2. The server to make a request to the specified URL, retrieve the stock status, and return this to the user.

3. Here,an attacker will modify the request to specify a URL local to the server:

POST /product/stock HTTP/1.0 Content-Type: application/x-www-form-urlencoded Content-Length: 118 stockApi=http://localhost/admin

4. The server fetches the contents of the /admin URL and returns it to the user.

An attacker can visit the /admin URL, but the administrative functionality is normally only accessible to authenticated users. This means an attacker won’t see anything of interest. However, if the request to the /admin URL comes from the local machine, the normal access controls are bypassed. The application grants full access to the administrative functionality, because the request appears to originate from a trusted location.

2. Blind SSRF:

• The most reliable way to detect Blind SSRF is using out-of-band techniques.
• which means to trigger an HTTP request to an external system that you control, and monitoring for network interactions with that system.
• The behaviour can’t be used to explore content on systems that the application server can reach. However, it can still be leveraged to probe for other vulnerabilities on the server itself or on other back-end systems. 
• You can blindly sweep the internal IP address space, sending payloads designed to detect well-known vulnerabilities.
•  If those payloads also employ blind out-of-band techniques, then you might uncover a critical vulnerability on an unpatched internal server. 

1. Visit a product, intercept the request in Burp Suite, and send it to Burp Repeater. 

2. Go to the Repeater tab. Select the Referer header, right-click and select “Insert Collaborator Payload” to replace the original domain with a Burp Collaborator generated domain. Send the request. 

3. Go to the Collaborator tab, and click “Poll now”. If you don’t see any interactions listed, wait a few seconds and try again, since the server-side command is executed asynchronously. 

See some DNS and HTTP interactions that were initiated by the application as the result of your payload. 

• Whitelists are generally harder to bypass because they are by default than blacklists. But it is possible if there is an open redirection vulnerability within the whitelisted domain.
• If you could find an open redirect,you can request a whitelisted URL that redirects to an internal URL.
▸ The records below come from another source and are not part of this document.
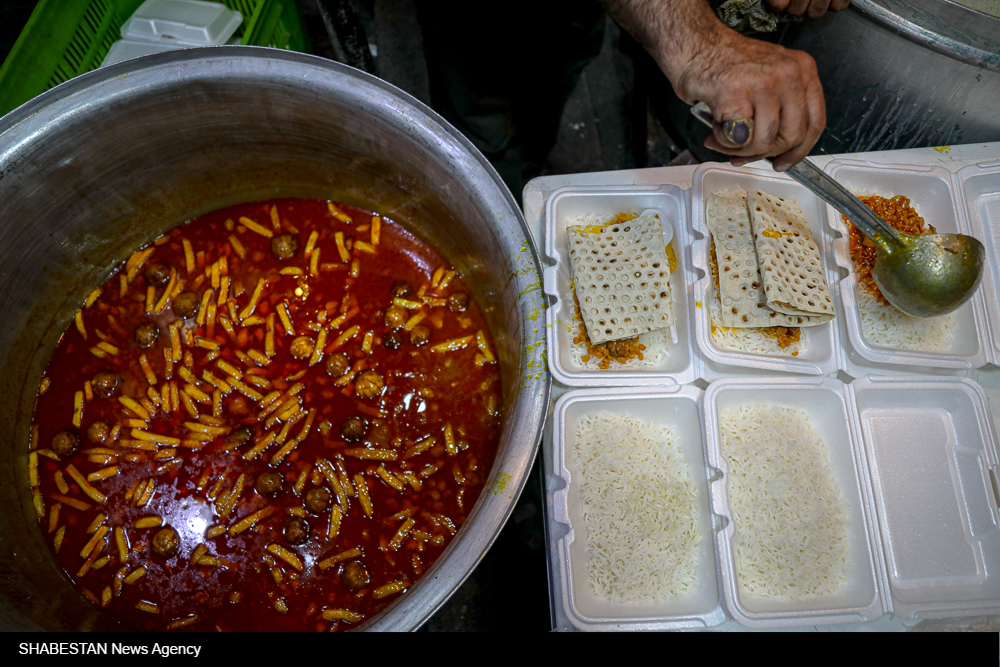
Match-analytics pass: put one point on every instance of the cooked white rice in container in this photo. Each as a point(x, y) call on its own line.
point(639, 507)
point(791, 519)
point(886, 326)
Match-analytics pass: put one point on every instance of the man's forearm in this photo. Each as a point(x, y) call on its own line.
point(674, 32)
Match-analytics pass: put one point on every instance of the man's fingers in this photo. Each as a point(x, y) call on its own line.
point(815, 108)
point(767, 126)
point(733, 108)
point(817, 8)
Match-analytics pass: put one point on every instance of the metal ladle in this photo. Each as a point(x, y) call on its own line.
point(922, 275)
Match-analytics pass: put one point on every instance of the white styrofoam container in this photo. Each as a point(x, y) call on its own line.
point(679, 408)
point(679, 364)
point(187, 22)
point(819, 355)
point(914, 458)
point(932, 195)
point(979, 194)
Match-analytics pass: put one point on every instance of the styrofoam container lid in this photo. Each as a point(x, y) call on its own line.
point(819, 354)
point(826, 402)
point(678, 362)
point(188, 22)
point(979, 191)
point(126, 49)
point(679, 408)
point(931, 195)
point(932, 452)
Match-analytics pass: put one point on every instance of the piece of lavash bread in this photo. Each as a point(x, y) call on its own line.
point(622, 277)
point(739, 288)
point(790, 263)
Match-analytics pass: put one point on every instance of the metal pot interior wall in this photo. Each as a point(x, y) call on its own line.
point(106, 163)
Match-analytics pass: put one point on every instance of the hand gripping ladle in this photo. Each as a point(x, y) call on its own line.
point(923, 275)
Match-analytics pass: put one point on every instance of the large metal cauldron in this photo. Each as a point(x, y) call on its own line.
point(109, 161)
point(904, 74)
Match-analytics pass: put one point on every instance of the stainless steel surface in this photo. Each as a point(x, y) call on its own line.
point(904, 73)
point(923, 276)
point(112, 159)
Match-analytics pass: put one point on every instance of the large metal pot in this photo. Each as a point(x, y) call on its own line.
point(905, 73)
point(105, 163)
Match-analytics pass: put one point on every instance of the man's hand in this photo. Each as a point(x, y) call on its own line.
point(734, 75)
point(813, 8)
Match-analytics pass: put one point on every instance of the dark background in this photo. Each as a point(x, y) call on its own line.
point(607, 124)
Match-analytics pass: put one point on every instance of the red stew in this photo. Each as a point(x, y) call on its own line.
point(275, 417)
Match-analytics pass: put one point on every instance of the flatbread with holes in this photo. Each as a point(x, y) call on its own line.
point(622, 277)
point(741, 297)
point(790, 264)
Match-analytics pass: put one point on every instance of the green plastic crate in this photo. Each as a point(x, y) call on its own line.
point(65, 38)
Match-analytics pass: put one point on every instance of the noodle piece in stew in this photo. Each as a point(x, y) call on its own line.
point(263, 422)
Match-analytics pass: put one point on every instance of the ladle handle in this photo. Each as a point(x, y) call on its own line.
point(832, 192)
point(829, 190)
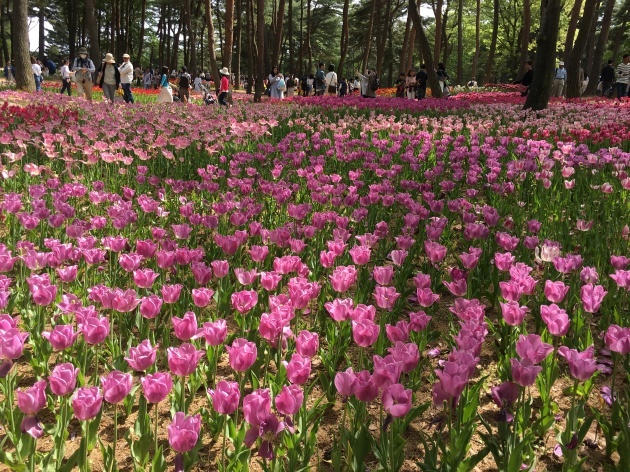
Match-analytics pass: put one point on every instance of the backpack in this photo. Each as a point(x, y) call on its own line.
point(374, 83)
point(184, 80)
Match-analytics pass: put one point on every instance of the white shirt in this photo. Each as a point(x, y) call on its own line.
point(126, 72)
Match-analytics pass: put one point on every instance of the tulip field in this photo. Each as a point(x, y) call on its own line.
point(317, 284)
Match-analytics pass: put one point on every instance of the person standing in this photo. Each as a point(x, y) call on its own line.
point(126, 78)
point(83, 68)
point(623, 76)
point(559, 80)
point(109, 77)
point(65, 78)
point(608, 79)
point(37, 74)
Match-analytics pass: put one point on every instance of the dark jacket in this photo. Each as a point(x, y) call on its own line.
point(116, 74)
point(608, 74)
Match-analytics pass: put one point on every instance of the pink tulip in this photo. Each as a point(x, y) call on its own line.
point(63, 379)
point(142, 356)
point(242, 354)
point(289, 400)
point(298, 369)
point(397, 400)
point(226, 397)
point(116, 386)
point(581, 364)
point(307, 343)
point(183, 360)
point(531, 347)
point(183, 432)
point(86, 403)
point(186, 327)
point(555, 291)
point(555, 318)
point(156, 387)
point(61, 337)
point(346, 382)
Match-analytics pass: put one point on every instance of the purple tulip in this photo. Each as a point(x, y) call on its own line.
point(86, 403)
point(183, 432)
point(225, 397)
point(116, 386)
point(156, 387)
point(182, 361)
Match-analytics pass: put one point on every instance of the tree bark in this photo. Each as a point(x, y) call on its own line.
point(460, 42)
point(575, 58)
point(568, 43)
point(493, 43)
point(214, 70)
point(90, 24)
point(344, 37)
point(24, 79)
point(260, 49)
point(226, 60)
point(545, 61)
point(425, 49)
point(477, 40)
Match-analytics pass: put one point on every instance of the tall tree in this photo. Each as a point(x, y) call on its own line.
point(544, 63)
point(493, 43)
point(24, 79)
point(575, 16)
point(425, 48)
point(575, 58)
point(229, 35)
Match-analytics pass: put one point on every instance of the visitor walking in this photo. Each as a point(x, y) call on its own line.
point(109, 77)
point(37, 74)
point(559, 80)
point(608, 79)
point(410, 84)
point(66, 79)
point(331, 81)
point(623, 76)
point(421, 81)
point(126, 78)
point(166, 92)
point(83, 68)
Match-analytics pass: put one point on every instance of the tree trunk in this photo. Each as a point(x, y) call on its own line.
point(344, 37)
point(477, 40)
point(275, 59)
point(214, 70)
point(575, 16)
point(229, 34)
point(493, 43)
point(90, 24)
point(460, 43)
point(425, 49)
point(143, 16)
point(24, 79)
point(545, 61)
point(525, 32)
point(438, 31)
point(260, 49)
point(366, 53)
point(602, 40)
http://example.com/ssrf.php?url=https://abc..com/?redirect=https://attacker.com

1. Converting IP to hexadecimal:–

Example- Converting http://192.168.39.343 to doted hex – http://c0.a8.00.01 and dot less hex http://0xc0a80001

2. Converting IP to Decimal:-

Example-http://0177.0.0.1/= http://127.0.0.1 

                                     or 

http://2130706433/=http://127.0.0.1

3. Converting IP to Octal:–

Example- Converting http://192.168.0.1 to dotted octal  http://0300.0250.0000.0001 and dot less http://030052000001

4. Using wildcard DNS:–

For Example- 10.0.0.1.xip.io resolves to 10.0.0.1 – There are many site provide wildcard dns like xip.io, nip.io., Ip6.name, localdomain.pw

5. Using enclosed alphanumerics:-

Example -http://ⓔⓧⓐⓜⓟⓛⓔ.ⓒⓞⓜ = example.com

• Access to a cloud provider’s metadata API (e.g. often allowing retrieval of confidential access tokens.
•  Examples :http://169.254.169.254/latest/meta-data/
• Access to local files (e.g. disclosing confidential passwords in configuration files)
• Access to internal IP addresses which are not reachable from the public network (e.g. allowing exploitation of common vulnerabilities / CVEs)
• Access to internal databases without authentication (e.g. allowing to dump all data)
• Port Scans or Cross Site Port Attack (XSPA)
• Protocol Smuggling

• Whitelist all IP / services to which the application needs access
• Disable URL schemes that are not needed (e.g. “file://”, “gopher://”, “ldap://”)
• Enable mandatory authentication on all reachable services (e.g. databases)
• Implement monitoring with anomaly detection on all outgoing http traffic

As we wrap up our exploration of Server-Side Request Forgery (SSRF), we want to express our gratitude for joining us on this enlightening journey. We hope that delving into the fundamentals, impact, and preventive measures surrounding SSRF has equipped you with valuable knowledge to bolster your web security defenses.